Even more precise accuracy figures: Precision and recall for each tag
In addition to knowing how well our model performs on known and unknown words, it is also helpful to know which part of speech tags we can trust, and which ones may need additional (manual) analysis. Below, we will write code that will check the accuracy for each tag using precision (how often we are correct when we assign a particular tag), recall (the degree to which we appropriately tag “all” instances of a particular tag), and F1 (the harmonic mean of precision and recall).
#code for precision, recall, and F1 formulas
def prec_rec(accuracy_dict):
accuracy_dict["TC"] = accuracy_dict["TP"] + accuracy_dict["FN"]
if accuracy_dict["TP"] + accuracy_dict["FN"] == 0:
accuracy_dict["recall"] = 0
else:
accuracy_dict["recall"] = accuracy_dict["TP"]/(accuracy_dict["TP"] + accuracy_dict["FN"])
if accuracy_dict["TP"] +accuracy_dict["FP"] == 0:
accuracy_dict["precision"] = 0
else:
accuracy_dict["precision"] = accuracy_dict["TP"]/(accuracy_dict["TP"] +accuracy_dict["FP"])
if accuracy_dict["precision"] == 0 and accuracy_dict["recall"] == 0:
accuracy_dict["f1"] = 0
else:
accuracy_dict["f1"] = 2 * ((accuracy_dict["precision"] * accuracy_dict["recall"])/(accuracy_dict["precision"] + accuracy_dict["recall"]))

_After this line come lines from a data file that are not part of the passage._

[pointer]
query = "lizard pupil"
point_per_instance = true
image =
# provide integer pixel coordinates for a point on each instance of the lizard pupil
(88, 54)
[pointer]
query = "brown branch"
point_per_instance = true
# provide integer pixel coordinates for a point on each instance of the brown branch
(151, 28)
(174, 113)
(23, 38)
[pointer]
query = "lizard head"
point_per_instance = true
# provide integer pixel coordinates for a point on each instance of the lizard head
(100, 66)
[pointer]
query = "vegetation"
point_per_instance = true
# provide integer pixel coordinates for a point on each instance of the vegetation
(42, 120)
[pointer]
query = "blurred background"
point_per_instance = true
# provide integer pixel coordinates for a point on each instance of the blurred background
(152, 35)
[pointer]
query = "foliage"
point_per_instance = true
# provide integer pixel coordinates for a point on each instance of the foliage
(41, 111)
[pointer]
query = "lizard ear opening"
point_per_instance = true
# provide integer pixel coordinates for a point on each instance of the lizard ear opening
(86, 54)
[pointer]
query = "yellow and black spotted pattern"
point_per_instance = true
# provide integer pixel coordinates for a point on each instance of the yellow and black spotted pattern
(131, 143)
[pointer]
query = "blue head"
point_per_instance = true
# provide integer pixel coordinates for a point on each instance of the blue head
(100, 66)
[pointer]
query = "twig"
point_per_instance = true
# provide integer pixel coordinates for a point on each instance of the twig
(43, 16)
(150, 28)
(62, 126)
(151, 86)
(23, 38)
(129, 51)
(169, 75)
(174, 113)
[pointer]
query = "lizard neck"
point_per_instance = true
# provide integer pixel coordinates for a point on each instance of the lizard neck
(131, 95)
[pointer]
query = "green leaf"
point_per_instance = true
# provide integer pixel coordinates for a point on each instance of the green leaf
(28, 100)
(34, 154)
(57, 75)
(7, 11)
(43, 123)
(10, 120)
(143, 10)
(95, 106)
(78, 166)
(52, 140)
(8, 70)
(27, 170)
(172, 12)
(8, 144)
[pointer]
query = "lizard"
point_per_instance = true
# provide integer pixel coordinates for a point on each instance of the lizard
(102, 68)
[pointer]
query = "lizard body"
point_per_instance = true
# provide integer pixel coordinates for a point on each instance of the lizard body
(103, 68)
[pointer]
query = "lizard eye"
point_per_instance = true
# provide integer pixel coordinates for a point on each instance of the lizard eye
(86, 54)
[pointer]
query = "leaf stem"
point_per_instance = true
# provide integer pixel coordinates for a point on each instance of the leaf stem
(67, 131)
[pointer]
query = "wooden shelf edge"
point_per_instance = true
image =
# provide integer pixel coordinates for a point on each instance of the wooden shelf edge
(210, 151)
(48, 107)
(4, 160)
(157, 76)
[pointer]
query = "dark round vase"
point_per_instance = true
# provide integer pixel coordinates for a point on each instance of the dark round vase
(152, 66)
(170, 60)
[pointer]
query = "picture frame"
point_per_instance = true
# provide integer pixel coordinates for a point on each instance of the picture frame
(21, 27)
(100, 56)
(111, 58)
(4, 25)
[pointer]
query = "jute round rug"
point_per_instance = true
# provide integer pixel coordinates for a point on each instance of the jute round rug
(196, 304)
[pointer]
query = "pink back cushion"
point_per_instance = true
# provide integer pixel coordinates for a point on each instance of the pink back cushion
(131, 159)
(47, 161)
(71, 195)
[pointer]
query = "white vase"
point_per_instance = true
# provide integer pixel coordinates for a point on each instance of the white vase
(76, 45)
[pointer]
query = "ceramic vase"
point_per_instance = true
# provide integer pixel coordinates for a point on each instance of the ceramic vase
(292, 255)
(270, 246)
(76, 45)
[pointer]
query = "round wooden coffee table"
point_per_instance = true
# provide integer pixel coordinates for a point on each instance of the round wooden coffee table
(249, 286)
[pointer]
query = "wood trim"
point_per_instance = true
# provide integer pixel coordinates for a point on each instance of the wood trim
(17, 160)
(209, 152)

def possible_tags(dataset): #create preliminary accuracy dictionary (used in tag_prec_rec_doc() below)
acc_dict = {}
for sent in dataset:
for token in sent:
if token["pos"] not in acc_dict:
acc_dict[token["pos"]] = {"TP":0,"FP":0,"FN":0}
return(acc_dict)
#code for compilation of true positives, false positives, and false negatives for each tag
def tag_prec_rec_sent(gold,tested,tag_d):
for idx, item in enumerate(gold):
if item["pos"] == tested[idx]["pos"]:
tag_d[item["pos"]]["TP"] += 1
else:
tag_d[item["pos"]]["FN"] += 1
tag_d[tested[idx]["pos"]]["FP"] += 1
#code to apply the above function to a full dataset
def tag_prec_rec_doc(gold,tested,feature_d,full_data):
tag_d = possible_tags(full_data)
for idx, item in enumerate(gold):
tag_prec_rec_sent(item,tested[idx],tag_d)
for x in tag_d:
prec_rec(tag_d[x])
return(tag_d)
#get detailed tag information for our model
tested_simple_4_pr = tag_prec_rec_doc(test_data,test_simple_4_tagged,top_featured_freq,full_data)
#sort the dictionary by tag frequency to make it easier to read:
from operator import *
simple_4_pr_sorted = sorted(tested_simple_4_pr.items(),key=lambda x:getitem(x[1],'TC'), reverse = True)
#Check out precision and recall for the five most frequent tags
for x in simple_4_pr_sorted[:5]:
print(x)
> ('NN', {'TP': 49814, 'FP': 3782, 'FN': 3478, 'TC': 53292, 'recall': 0.9347369211138632, 'precision': 0.9294350324651094, 'f1': 0.9320784372427214})
('IN', {'TP': 44347, 'FP': 2365, 'FN': 803, 'TC': 45150, 'recall': 0.9822148394241418, 'precision': 0.9493706114060627, 'f1': 0.9655134876227386})
('DT', {'TP': 38124, 'FP': 589, 'FN': 569, 'TC': 38693, 'recall': 0.9852944977127646, 'precision': 0.9847854725802702, 'f1': 0.985039919386094})
('JJ', {'TP': 21700, 'FP': 2563, 'FN': 3216, 'TC': 24916, 'recall': 0.8709263124096965, 'precision': 0.8943659069364877, 'f1': 0.8824904939100022})
('NNP', {'TP': 18238, 'FP': 1657, 'FN': 2088, 'TC': 20326, 'recall': 0.8972744268424677, 'precision': 0.9167127418949484, 'f1': 0.9068894358668358})
As we can see, we get reasonable precision, recall, and F1 scores for the “NN” tag (f1 = .932), better scores for “IN” (f1 = .965), and particularly good scores for “DT” (f1 = .985). Our fourth most frequent tag, “JJ”, however, gets lower scores (f1 = .882). It should be noted that these scores all for ALL words, though we could fairly easy distinguish between known and unknown words here as well.